Copper, 22,8 mm, 2,34 g


try Friesland 2 Duit (Oord) KM#26 - 1607-1610
always willing to trade modern UK coins for modern coins from elsewhere....


Thank you. With that as a pointer, I think it's actually KM 41. The word beneath the shield on mine is fairly clearly ARG, whereas for KM 26 it should be the start of ORDINVM. The full legend on KM 41 reads MO NOVA ARG ORDIN FRI, though why it should claim it's silver (argentum) when it's clearly copper is beyond me.

Unfortunately the date is completely off the flan - but you can't have everything!
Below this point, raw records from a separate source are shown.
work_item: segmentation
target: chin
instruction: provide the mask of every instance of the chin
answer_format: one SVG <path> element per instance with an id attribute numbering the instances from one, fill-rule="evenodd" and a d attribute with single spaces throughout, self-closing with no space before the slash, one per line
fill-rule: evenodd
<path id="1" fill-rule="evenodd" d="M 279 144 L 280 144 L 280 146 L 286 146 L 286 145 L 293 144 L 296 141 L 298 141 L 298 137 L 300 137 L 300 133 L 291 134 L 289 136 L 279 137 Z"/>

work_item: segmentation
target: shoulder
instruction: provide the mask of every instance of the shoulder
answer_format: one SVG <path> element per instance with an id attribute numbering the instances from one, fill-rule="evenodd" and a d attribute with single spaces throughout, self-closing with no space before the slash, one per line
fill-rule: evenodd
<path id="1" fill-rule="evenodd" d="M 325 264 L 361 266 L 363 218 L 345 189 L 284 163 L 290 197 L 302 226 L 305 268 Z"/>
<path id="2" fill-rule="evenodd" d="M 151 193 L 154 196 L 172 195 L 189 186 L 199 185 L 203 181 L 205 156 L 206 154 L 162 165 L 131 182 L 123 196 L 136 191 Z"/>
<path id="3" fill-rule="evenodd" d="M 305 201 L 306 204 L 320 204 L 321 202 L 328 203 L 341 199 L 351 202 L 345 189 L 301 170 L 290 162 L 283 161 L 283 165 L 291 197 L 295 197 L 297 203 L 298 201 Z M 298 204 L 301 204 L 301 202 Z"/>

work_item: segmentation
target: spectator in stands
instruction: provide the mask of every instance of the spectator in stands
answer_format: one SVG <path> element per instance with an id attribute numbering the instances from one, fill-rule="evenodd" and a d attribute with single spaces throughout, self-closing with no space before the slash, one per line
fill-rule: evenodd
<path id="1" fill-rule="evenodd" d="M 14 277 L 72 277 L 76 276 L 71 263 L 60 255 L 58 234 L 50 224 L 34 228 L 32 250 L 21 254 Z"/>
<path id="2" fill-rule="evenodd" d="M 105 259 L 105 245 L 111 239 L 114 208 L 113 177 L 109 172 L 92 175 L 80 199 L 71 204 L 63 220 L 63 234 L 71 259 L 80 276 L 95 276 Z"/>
In fact, thanks to the word .ARG. the coin can be identified as an oord 1644-49 (PW 6017.) Earlier issues (PW 6015) have a differently shaped shield. This type also occurs dateless, but since the date is in the crown, the information is off-flan.

obv: Frisian nobleman, sword on shoulder, dividing F   O (Frisiae ordines) in circle - NISI DOMINVS NOBISCVM or variant - unless the lord is with us
rev: Frisian crowned arms, crown breaking through circle - MOneta.NOVA.ARGentevm.ORDINvm.FRisiae or variant - new silver coin of the estates of Friesland.

It is not known why this coin has ARG in its legend. I like the theory that the engraver mixed up the die with that of the quarter florijn struck since 1601. The most striking difference with this coin is that instead of F   O, there is 7   S (denomination, 7 stuivers) on both sides of the bust. Nobody seems to have cared much, as the error wasn't corrected.

An unidentified coin is a piece of metal. An identified coin is a piece of history.